Evladımız kaliteli Eğitim Alamayacak Mı?
Bu soruya birlikte çözüm arayalım.
Zaten birlikte eğitime dahil olursak evladımızı doğru iş hayatı ile buluşturabiliriz?
Yani önce evladımıza kaliteli eğitim ve doğru kariyer yaptırabilmemiz için önce kendimiz harekete geçeceğiz.
Ama baştan…
Zaten sonradan herkes harekete geçiyor.
Hatta etek etek para döküyor. Olmadı diyelim ki; iyi okullardan mezun oldu. Paralı kolejlerin birisini bitirdi. İyi bir dalda üniversite diploması aldı. Sonra işimiz bitmedi bu sefer de işe yerleştirmek için torpil olarak amca dayı aramaya devam. Tanıdık insanlara eğilip bükülmeye devam.
İlkelerinden taviz vererek.
Peki, ne olacak?
Ya amcası dayısı yoksa ne olacak?
Özel okulda okutamayanlar?
Özel okulda okutacağım derken nefesi kesilenler?
KPSS’ye siyasi partilerin politik dişlilerinde evlatlarını harcayacak mı?
Bence zamanında aileler harekete geçmezse, evet…
Sonradan harekete geçilince iş olsa da meslek sahibi olunamıyor.
Bir dizi mutsuzluk insanların hayatına yerleşiyor.
Peki, ne yapmalıyız?
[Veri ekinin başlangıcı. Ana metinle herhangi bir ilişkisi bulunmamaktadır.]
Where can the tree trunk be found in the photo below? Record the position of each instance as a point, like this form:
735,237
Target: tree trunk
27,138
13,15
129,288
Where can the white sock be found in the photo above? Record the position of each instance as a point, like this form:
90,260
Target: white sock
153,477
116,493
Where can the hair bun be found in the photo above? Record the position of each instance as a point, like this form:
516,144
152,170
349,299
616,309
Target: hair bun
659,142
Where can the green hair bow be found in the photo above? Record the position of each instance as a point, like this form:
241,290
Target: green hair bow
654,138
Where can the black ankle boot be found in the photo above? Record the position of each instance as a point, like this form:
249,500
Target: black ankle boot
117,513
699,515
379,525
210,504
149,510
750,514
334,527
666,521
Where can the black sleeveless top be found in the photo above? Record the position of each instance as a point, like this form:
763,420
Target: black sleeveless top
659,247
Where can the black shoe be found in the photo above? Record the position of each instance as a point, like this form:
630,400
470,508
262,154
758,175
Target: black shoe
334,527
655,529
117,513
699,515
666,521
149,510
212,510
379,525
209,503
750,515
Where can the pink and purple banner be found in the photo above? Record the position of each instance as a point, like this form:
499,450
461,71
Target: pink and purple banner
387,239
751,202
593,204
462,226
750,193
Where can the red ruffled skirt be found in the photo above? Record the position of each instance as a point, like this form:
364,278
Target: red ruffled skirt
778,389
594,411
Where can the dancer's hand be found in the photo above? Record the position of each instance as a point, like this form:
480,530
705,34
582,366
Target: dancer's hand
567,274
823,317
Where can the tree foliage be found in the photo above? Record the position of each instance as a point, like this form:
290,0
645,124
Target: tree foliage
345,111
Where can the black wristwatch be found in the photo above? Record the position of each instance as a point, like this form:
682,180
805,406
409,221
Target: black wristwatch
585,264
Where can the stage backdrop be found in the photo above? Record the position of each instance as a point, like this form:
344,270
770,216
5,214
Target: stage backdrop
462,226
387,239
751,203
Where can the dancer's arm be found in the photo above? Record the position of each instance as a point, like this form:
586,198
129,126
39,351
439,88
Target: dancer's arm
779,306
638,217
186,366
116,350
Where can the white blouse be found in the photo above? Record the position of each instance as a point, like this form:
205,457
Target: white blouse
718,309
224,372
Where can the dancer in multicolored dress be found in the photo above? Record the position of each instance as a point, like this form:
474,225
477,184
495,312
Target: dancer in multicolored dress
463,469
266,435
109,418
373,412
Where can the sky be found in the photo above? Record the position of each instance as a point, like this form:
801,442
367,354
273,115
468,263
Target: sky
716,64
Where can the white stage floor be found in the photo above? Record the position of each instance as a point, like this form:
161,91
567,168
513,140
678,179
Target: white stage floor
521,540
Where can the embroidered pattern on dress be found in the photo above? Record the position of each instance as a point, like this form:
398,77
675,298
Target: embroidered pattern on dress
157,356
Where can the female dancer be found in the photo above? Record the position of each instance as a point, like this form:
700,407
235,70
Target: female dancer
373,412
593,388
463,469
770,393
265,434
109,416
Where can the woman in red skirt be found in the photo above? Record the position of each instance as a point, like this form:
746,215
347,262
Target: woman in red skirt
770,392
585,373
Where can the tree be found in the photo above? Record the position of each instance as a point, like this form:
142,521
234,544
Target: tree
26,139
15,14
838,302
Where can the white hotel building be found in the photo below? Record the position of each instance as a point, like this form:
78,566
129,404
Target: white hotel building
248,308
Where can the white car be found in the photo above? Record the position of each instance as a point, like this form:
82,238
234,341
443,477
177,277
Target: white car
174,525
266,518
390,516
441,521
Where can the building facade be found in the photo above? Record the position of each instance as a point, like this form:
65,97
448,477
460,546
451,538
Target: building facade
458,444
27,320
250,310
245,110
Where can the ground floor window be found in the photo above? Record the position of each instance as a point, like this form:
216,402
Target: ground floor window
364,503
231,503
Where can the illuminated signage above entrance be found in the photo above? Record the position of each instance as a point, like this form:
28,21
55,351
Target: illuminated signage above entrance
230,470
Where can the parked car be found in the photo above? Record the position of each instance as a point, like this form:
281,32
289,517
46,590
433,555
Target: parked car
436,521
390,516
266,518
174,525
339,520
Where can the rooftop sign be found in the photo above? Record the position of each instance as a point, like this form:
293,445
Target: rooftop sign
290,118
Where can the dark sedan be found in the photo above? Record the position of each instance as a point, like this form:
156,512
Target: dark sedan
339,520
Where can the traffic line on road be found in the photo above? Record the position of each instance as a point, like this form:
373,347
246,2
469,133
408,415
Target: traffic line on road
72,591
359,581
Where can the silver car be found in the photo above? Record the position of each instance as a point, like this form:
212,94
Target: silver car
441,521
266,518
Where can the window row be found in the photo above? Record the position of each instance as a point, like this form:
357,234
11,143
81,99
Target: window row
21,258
Sorusundan önce ne oluyor?
Toplumda bir özel okul, kolej, özel üniversite çılgınlığı aldı başını gidiyor?
Yıllık yüz bini aşan okul ücretleri…
Bence aileler daha ilkokula başladığında işi sıkı tutmalı, eğitimde çocuğu ile eğitimin çözüm ortağı olmalı.
Ama diyelim meslek lisesine kayıt oldu.
Benim görüşüm çocuğun beceri, kabiliyet, ilgi ve var olan yaradılış özelliklerinin keşfine ortaokul birinci sınıfta başlanmalı.
Ona göre meslek lisesi tercihi yapılmalı.
Çocukların eğitiminin mesleğe dönüşmesi bu yaşlarda başlamalı.
Düz lise çok az sayıda olmalı… Mümkünse hiç olmamalı.
Çocukların bir mesleğe eğilimi; meslek lisesine başlar başlamaz gelecekte hangi meslekte usta olmak istiyorsa o mesleğin çıraklığı da başlamalı.
Sadece öğretim ve eğitim değil aynı zamanda iş sahası ile de ilgisi başlamalı.
Burada devreye o il, ilçe belediye yönetimleri, başta Sanayi ve Ticaret odaları olmak üzere bütün meslek odaları çocukların iş hayatı ile ilgisini kurmak için elini taşın altına koymalı.
İş hayatının da eğitim ve öğretim sistemine uyumu için ilgili bu merciler gayret etmeli.
Devlet bu yönde kanunlar ve teşvikler çıkarmalı.
Genç daha lise birden itibaren artarak iş ortamını keşfetmeli. İş hayatına karşı yakınlaşmalı. İlgisi doğru ilişkilere dönüşmeli.
Aileler belediye, sanayi odaları ve diğer meslek odalarını bu konuda zorlamalı.
Okul aile birlikleri bu konuda itici güç olmalı.
İl ve ilçe iş kur müdürlükleri bu konuda lokomotif olmalı.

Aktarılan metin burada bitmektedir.